Department of Microbiology and Immunology, Emory University School of Medicine, Atlanta, GA, USA.
Influenza Division, Centers for Disease Control and Prevention, Atlanta, GA, USA.
Nat Commun. 2019 Aug 6;10(1):3526. doi: 10.1038/s41467-019-11428-x.
Segmentation of viral genomes into multiple RNAs creates the potential for replication of incomplete viral genomes (IVGs). Here we use a single-cell approach to quantify influenza A virus IVGs and examine their fitness implications. We find that each segment of influenza A/Panama/2007/99 (H3N2) virus has a 58% probability of being replicated in a cell infected with a single virion. Theoretical methods predict that IVGs carry high costs in a well-mixed system, as 3.6 virions are required for replication of a full genome. Spatial structure is predicted to mitigate these costs, however, and experimental manipulations of spatial structure indicate that local spread facilitates complementation. A virus entirely dependent on co-infection was used to assess relevance of IVGs in vivo. This virus grows robustly in guinea pigs, but is less infectious and does not transmit. Thus, co-infection allows IVGs to contribute to within-host spread, but complete genomes may be critical for transmission.

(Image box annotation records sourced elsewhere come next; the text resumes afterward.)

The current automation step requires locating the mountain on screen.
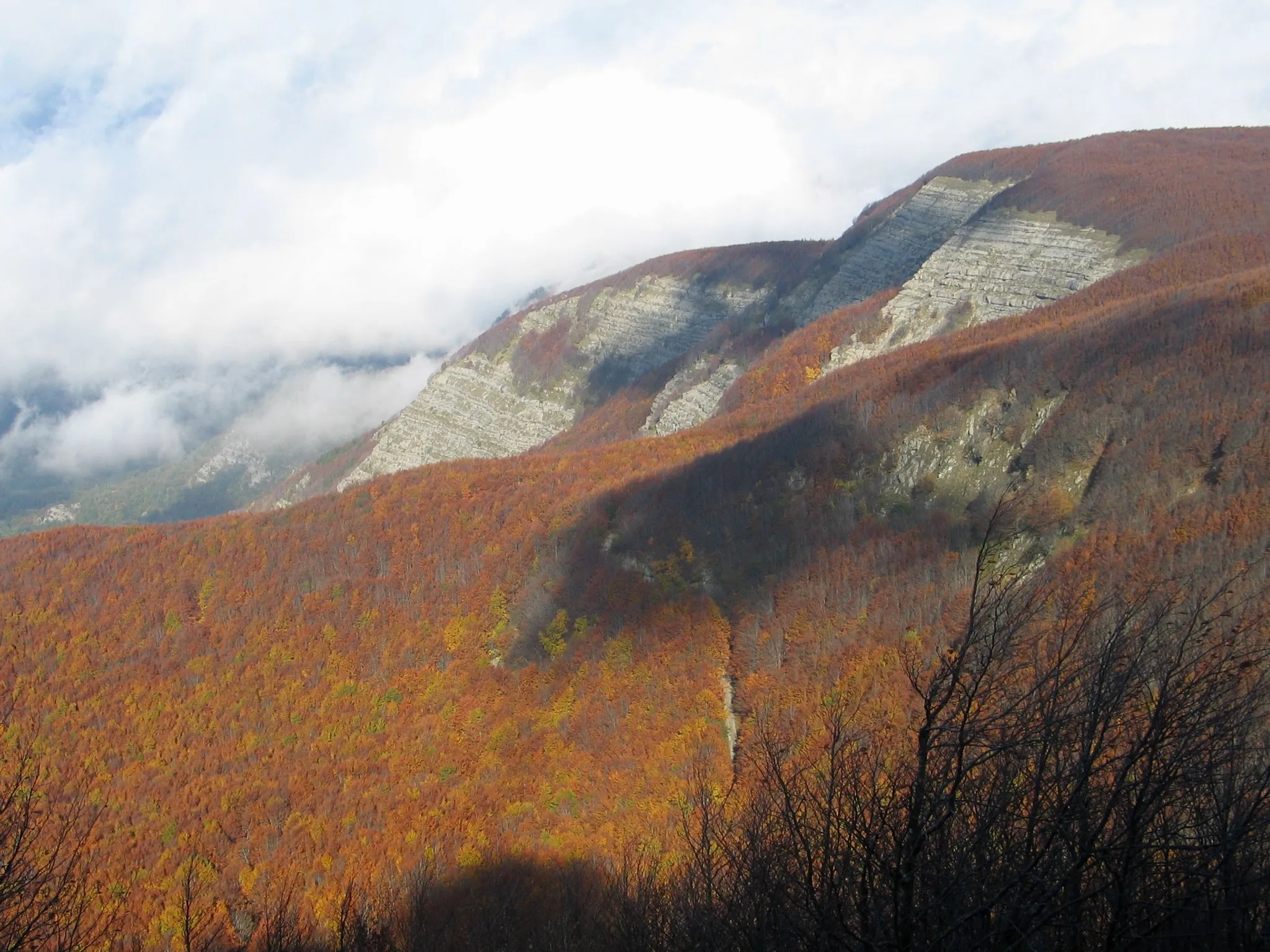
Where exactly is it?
[253,137,1178,509]
[0,130,1270,947]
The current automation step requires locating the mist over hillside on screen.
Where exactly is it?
[0,128,1270,950]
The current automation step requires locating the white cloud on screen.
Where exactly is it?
[37,387,185,475]
[0,0,1270,480]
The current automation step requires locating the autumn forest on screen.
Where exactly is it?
[0,130,1270,952]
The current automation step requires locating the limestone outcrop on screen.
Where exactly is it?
[640,358,742,437]
[337,354,574,491]
[338,274,772,491]
[278,177,1143,504]
[802,175,1013,321]
[824,208,1145,372]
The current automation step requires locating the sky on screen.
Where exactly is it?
[0,0,1270,478]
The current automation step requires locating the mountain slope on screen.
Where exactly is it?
[268,131,1266,509]
[0,130,1270,946]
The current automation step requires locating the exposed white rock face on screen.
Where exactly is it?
[39,503,80,526]
[337,354,574,493]
[824,208,1145,371]
[640,359,742,437]
[804,175,1013,321]
[187,439,273,486]
[338,275,771,491]
[880,390,1067,500]
[578,278,768,376]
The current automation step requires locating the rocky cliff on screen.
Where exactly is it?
[272,175,1145,505]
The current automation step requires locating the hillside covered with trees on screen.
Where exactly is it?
[0,130,1270,950]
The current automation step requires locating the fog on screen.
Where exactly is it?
[0,0,1270,478]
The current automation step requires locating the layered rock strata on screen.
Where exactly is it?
[640,359,742,437]
[802,175,1013,321]
[824,208,1145,372]
[337,354,574,493]
[338,275,771,491]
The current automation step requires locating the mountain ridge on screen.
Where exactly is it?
[0,130,1270,947]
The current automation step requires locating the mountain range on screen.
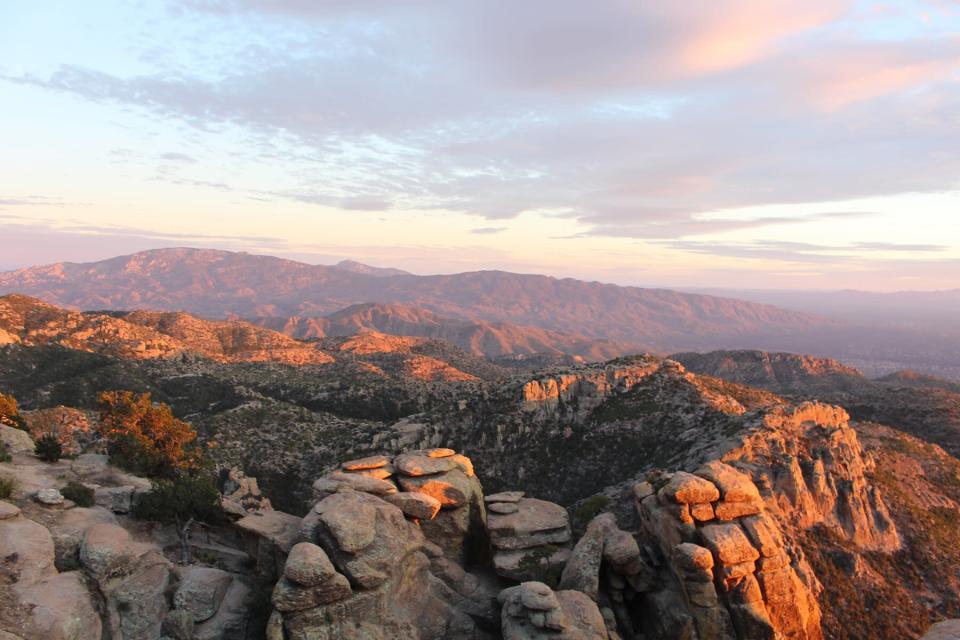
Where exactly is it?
[0,248,960,379]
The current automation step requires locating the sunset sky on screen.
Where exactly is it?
[0,0,960,290]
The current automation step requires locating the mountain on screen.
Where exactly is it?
[252,303,642,361]
[671,351,960,457]
[0,295,506,381]
[0,344,960,640]
[333,260,412,278]
[0,249,832,351]
[670,350,867,392]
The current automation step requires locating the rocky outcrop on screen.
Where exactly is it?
[498,581,608,640]
[487,492,571,584]
[722,402,900,551]
[634,461,822,640]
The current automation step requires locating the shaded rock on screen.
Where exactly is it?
[15,571,103,640]
[487,498,570,550]
[0,517,57,585]
[658,471,720,504]
[173,567,233,622]
[384,491,441,520]
[50,507,118,571]
[393,453,457,476]
[313,471,397,501]
[0,425,35,453]
[694,460,760,502]
[0,500,20,520]
[80,523,133,579]
[700,523,760,565]
[33,487,63,507]
[487,502,520,515]
[397,468,475,509]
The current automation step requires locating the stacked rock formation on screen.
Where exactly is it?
[497,581,609,640]
[268,449,497,640]
[634,461,822,640]
[485,491,570,584]
[313,449,486,564]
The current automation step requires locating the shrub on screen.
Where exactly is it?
[0,393,30,433]
[60,480,96,507]
[36,433,63,462]
[133,472,227,564]
[97,391,200,477]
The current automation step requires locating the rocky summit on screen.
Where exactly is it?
[0,308,960,640]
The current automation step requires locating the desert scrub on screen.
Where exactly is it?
[570,495,610,531]
[60,480,95,507]
[36,434,63,462]
[0,476,16,500]
[519,544,563,587]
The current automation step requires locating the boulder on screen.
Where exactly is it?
[33,487,63,507]
[483,491,526,504]
[397,468,475,509]
[340,456,390,471]
[313,471,397,501]
[0,500,20,520]
[487,498,570,550]
[694,460,761,502]
[393,453,457,477]
[700,523,760,565]
[303,491,426,589]
[920,619,960,640]
[658,471,720,504]
[384,491,441,520]
[498,581,608,640]
[50,507,118,571]
[14,571,103,640]
[80,523,134,580]
[283,542,337,587]
[0,516,57,585]
[173,567,233,622]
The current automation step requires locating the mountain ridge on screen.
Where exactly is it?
[0,248,832,352]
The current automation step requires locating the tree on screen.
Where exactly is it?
[0,392,30,432]
[97,391,200,478]
[133,471,226,564]
[34,433,63,462]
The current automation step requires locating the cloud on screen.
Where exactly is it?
[470,227,507,235]
[5,0,960,239]
[658,240,949,264]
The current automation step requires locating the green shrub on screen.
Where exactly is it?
[60,480,95,507]
[36,433,63,462]
[133,471,227,564]
[0,476,16,500]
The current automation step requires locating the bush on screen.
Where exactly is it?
[0,393,30,433]
[60,480,96,507]
[133,472,227,564]
[36,434,63,462]
[97,391,200,478]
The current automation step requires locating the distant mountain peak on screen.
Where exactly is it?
[333,260,413,278]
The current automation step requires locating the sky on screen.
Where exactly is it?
[0,0,960,291]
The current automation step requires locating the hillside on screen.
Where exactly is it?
[0,348,960,640]
[0,249,831,350]
[252,303,643,362]
[0,295,505,381]
[671,351,960,456]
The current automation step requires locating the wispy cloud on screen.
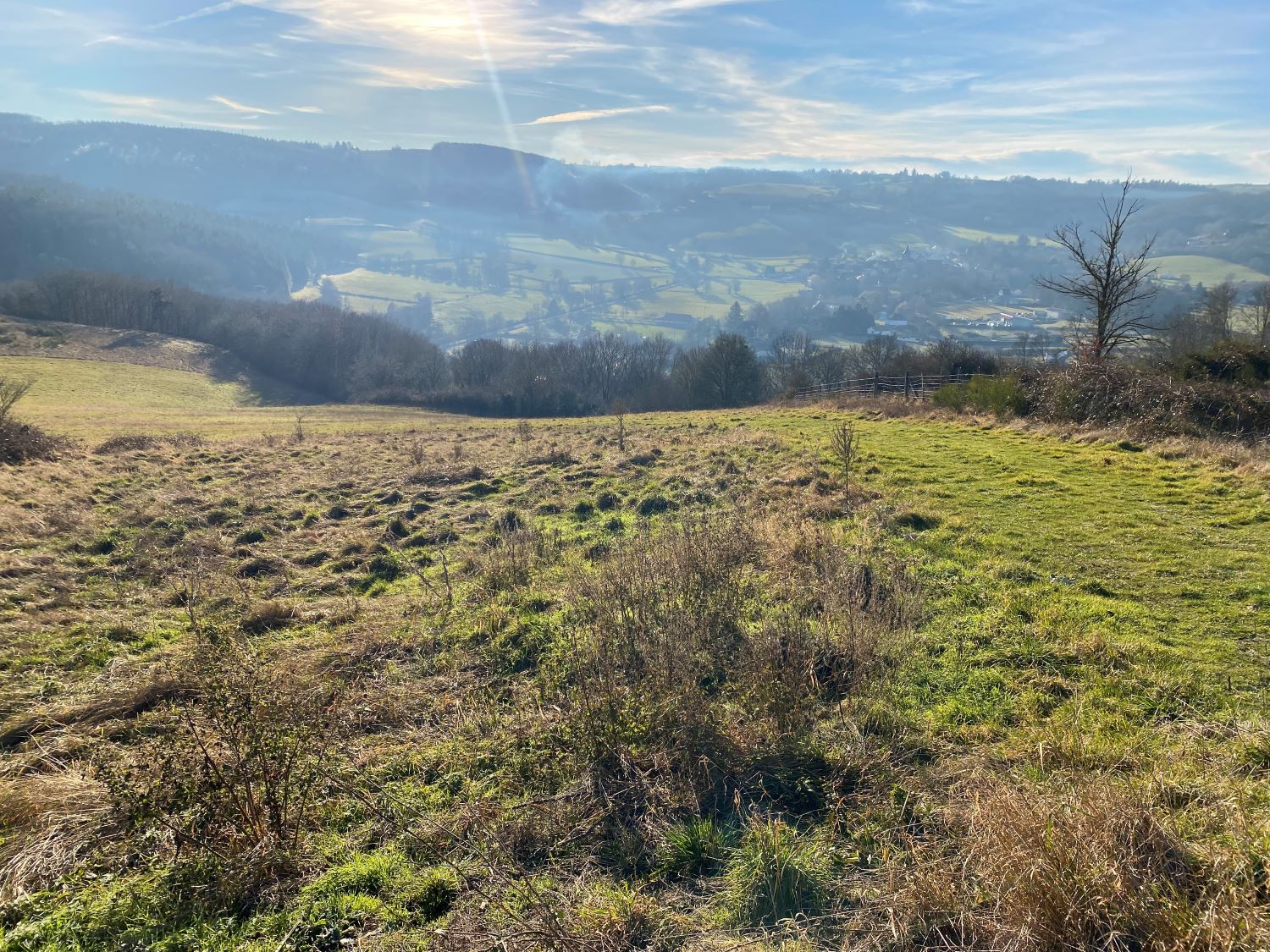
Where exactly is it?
[207,96,279,116]
[345,61,472,89]
[154,0,251,30]
[74,89,268,132]
[525,106,671,126]
[582,0,754,25]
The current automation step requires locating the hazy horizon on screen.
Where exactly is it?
[0,0,1270,184]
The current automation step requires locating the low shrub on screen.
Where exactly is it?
[0,418,66,466]
[99,635,343,876]
[931,376,1029,418]
[1024,363,1270,439]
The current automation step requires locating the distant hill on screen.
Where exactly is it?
[0,113,642,223]
[0,172,353,299]
[0,316,318,404]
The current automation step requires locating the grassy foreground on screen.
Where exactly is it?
[0,363,1270,949]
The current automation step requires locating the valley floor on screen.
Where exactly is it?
[0,355,1270,951]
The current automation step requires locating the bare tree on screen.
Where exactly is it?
[1249,281,1270,347]
[1036,178,1156,363]
[1201,281,1240,343]
[830,421,860,507]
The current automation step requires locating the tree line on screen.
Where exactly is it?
[0,272,1011,416]
[0,173,353,299]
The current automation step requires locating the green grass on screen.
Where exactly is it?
[714,182,838,202]
[0,357,257,414]
[944,225,1058,248]
[1150,256,1270,287]
[0,360,1270,952]
[754,414,1270,740]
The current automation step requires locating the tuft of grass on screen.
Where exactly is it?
[724,817,833,926]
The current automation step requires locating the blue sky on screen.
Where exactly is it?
[0,0,1270,182]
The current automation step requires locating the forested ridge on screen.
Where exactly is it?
[0,173,351,297]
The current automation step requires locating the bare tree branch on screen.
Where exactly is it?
[1036,178,1156,363]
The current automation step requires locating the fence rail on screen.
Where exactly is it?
[794,373,985,400]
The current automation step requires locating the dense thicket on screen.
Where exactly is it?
[0,174,345,297]
[0,272,446,400]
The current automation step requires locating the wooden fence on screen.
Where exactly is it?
[794,373,983,400]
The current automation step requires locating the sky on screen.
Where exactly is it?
[0,0,1270,183]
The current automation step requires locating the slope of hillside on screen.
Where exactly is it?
[0,316,312,409]
[0,401,1270,952]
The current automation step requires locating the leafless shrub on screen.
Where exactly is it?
[101,635,343,875]
[572,517,754,812]
[0,377,35,426]
[830,421,860,505]
[569,512,912,817]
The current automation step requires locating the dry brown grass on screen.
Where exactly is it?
[875,777,1270,952]
[0,768,114,903]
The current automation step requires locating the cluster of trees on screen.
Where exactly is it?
[1158,282,1270,358]
[0,174,352,297]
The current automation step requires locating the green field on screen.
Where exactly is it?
[1151,256,1270,286]
[0,360,1270,952]
[944,225,1057,248]
[302,231,808,337]
[0,355,258,414]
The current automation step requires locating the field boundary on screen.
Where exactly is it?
[794,373,996,400]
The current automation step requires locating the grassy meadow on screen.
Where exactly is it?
[0,358,1270,952]
[294,227,808,339]
[1150,256,1270,287]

将病毒基因组分割成多个 RNA 片段为不完全病毒基因组(IVG)的复制创造了潜力。在这里,我们使用单细胞方法来定量流感 A 病毒 IVG 并研究其适应度的影响。我们发现,在感染单个病毒粒子的细胞中,流感 A/Panama/2007/99(H3N2)病毒的每个片段都有 58%的概率被复制。理论方法预测,在充分混合的系统中,IVG 会带来很高的成本,因为需要 3.6 个病毒粒子才能复制完整的基因组。然而,空间结构被预测可以减轻这些成本,并且对空间结构的实验操作表明,局部传播有助于互补。我们使用完全依赖于共感染的病毒来评估 IVG 在体内的相关性。这种病毒在豚鼠中生长旺盛,但传染性较低且不传播。因此,共感染允许 IVG 有助于在宿主内传播,但完整的基因组可能对传播至关重要。